Jetzt habe er mal nach seinem Geld geschaut und nichts sei da. Der Chef habe telefonisch erklärt, er werde auch nichts bekommen. „Kann das sein?“ wurden wir gefragt.

Ja, das kann sein und Busunternehmen empfehlen wir in vergleichbaren Situationen auch dringend, tatsächlich keine Entgeltfortzahlung zu leisten. Wir empfehlen aber auch, die Beschäftigten frühzeitig auf die Sach- und Rechtslage hinzuweisen, um eventuelle Konflikte klein zu halten. Was ist der Hintergrund? Sind Arbeitnehmer (m/w/d) unverschuldet arbeitsunfähig, haben sie grundsätzlich für die Dauer von sechs Wochen Anspruch auf Entgeltfortzahlung. Das Ganze ist im Entgeltfortzahlungsgesetz (EFZG) geregelt. Bei der Berechnung der Entgeltfortzahlung gilt das so genannte modifizierte Lohnausfallprinzip. Etwas vereinfacht ausgedrückt besagt das im Wesentlichen, dass Arbeitnehmer das erhalten, was sie ohne Erkrankung erhalten hätten.


Das klingt im ersten Moment gut und ist auch richtig gut, jedoch hat das Prinzip auch eine Kehrseite. Arbeitnehmer erhalten nämlich keine Entgeltfortzahlung, wenn sie ohne Erkrankung auch keinen Anspruch auf Arbeitsvergütung hätten. Kranke Arbeitnehmer sollen nicht besser stehen als gesunde Arbeitnehmer. Der Entgeltfortzahlungsanspruch setzt also einen Leistungswillen voraus, ohne Erkrankung eigentlich arbeiten zu wollen. Der junge Mann, der in unserer Kanzlei erschien, hatte jedoch überhaupt nicht vor, zu arbeiten.
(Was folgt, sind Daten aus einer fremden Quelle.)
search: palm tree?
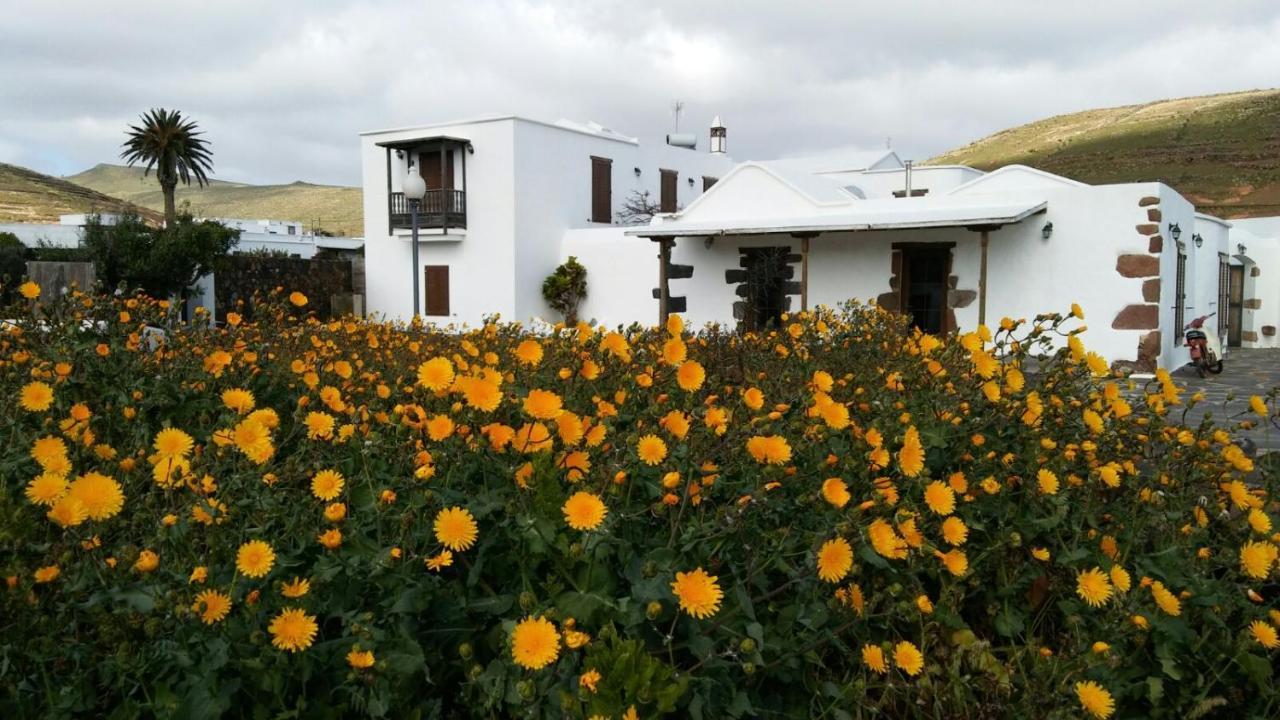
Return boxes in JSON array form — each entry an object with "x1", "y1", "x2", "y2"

Der zu fordernde Leistungswille erstreckt sich nämlich nicht nur auf die tatsächliche Arbeitsleistung, sondern auch auf die Bereitschaft, die Arbeitsleistung nach Maßgabe der gesetzlichen Vorgaben erbringen zu wollen. Wir hatten vor längerer Zeit an der Stelle einmal über einen Fahrer berichtet, der sich weigerte, sein Hörgerät beim Fahren zu tragen. Was wollen Sie mit so einem Fahrer? Im vorliegenden Fall gilt nichts anderes. Ein Fahrer, der sich weigert, gesetzliche oder arbeitgeberseitig angeordnete Arbeitsschutzmaßnahmen zu befolgen, besitzt nicht den erforderlichen Leistungswillen, was beispielsweise das Landesarbeitsgericht Rheinland-Pfalz weit vor Corona bereits bestätigte.